The intensity eases on dry land. Tuson-Turner is soft-spoken and, at 5 foot 4, unimposing. She picked up sailing in grammar school when a friend asked her to come along to a class. Tuson-Turner got hooked.
"I just didn't leave, and after a while they said if you're going to keep coming you can just help us and don't pay for the class," Tuson-Turner recalls. "I said OK, I'll just keep showing up. That program I ended up helping to run."
The appeal went beyond the competition. Tuson-Turner misses teaching 10-year-olds.
"It was just so fun to be out on the water all the time, especially as a kid," she says. "It's a really unique thing to give a little kid their own boat, tell them, ‘You can have control of it, I trust you and I'm going to let you do your own thing.'
"The race thing is definitely the most fun and competitive, but teaching and being out there with the kids is a big part of it for me. I haven't done it in a while and I miss it, miss seeing peoples' faces light up like that and coming back to it."
Last year, Tuson-Turner helped UH's coed team reach its first nationals since 2005. This year, she hopes to go out with a bang, in front of her parents, instead of the whimper of last year's windless championship. The Wahine were in Wisconsin 10 days and sailed two races before semifinals were scrubbed. Their third-place PCCSC finish kept them out of the final round, which brings together the top nine from semifinals and the nine automatic qualifiers.
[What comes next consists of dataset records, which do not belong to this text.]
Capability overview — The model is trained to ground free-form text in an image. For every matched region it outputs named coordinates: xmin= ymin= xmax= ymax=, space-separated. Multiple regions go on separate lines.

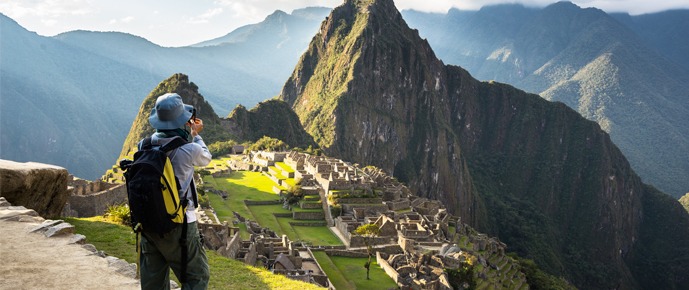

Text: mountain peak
xmin=280 ymin=0 xmax=689 ymax=288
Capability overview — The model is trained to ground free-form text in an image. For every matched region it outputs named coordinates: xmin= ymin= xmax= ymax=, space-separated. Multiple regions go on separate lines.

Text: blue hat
xmin=148 ymin=93 xmax=194 ymax=130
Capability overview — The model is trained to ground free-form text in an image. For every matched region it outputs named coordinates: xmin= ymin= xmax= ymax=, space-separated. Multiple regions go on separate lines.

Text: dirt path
xmin=0 ymin=210 xmax=139 ymax=290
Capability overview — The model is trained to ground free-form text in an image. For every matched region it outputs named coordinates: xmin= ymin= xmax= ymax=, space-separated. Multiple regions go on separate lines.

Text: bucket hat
xmin=148 ymin=93 xmax=194 ymax=130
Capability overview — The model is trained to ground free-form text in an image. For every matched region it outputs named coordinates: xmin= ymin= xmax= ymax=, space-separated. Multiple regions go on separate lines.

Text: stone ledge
xmin=0 ymin=198 xmax=141 ymax=286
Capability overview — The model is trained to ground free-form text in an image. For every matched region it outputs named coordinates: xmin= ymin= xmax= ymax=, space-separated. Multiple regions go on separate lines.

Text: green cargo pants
xmin=140 ymin=221 xmax=209 ymax=290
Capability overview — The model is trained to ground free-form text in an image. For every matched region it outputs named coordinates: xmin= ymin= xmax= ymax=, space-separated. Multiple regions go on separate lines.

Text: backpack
xmin=120 ymin=136 xmax=197 ymax=283
xmin=120 ymin=136 xmax=188 ymax=234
Tuson-Turner was disappointed in Hawaii's runner-up finish to Stanford at this year's PCCSC Championship and refuses to look beyond the first race in the Columbia Gorge. Johnson's vision is more wide-ranging, with freshman B skipper Madeline Kennedy in the midst of a great spring and a team he calls "very solid."
"Our first goal is to make it to finals and be able to survive four days straight," he says. "A really good goal for the team would be to try to be in the top seven in the country. If you are able to be in the game, meaning top seven in the country, then if things fall for you just right you have a chance to win it all. The year we did win, that's pretty much what happened. We just kept ourselves in it and the breaks came our way."
Molly O'Bryan Vandemoer, who won the 2002 Jack Bonham Award as UH's best female athlete, is making a bid for the Olympics a decade later, in the new women's match racing event. O'Bryan led UH to the 2001 national championship. She was a three-time All-American.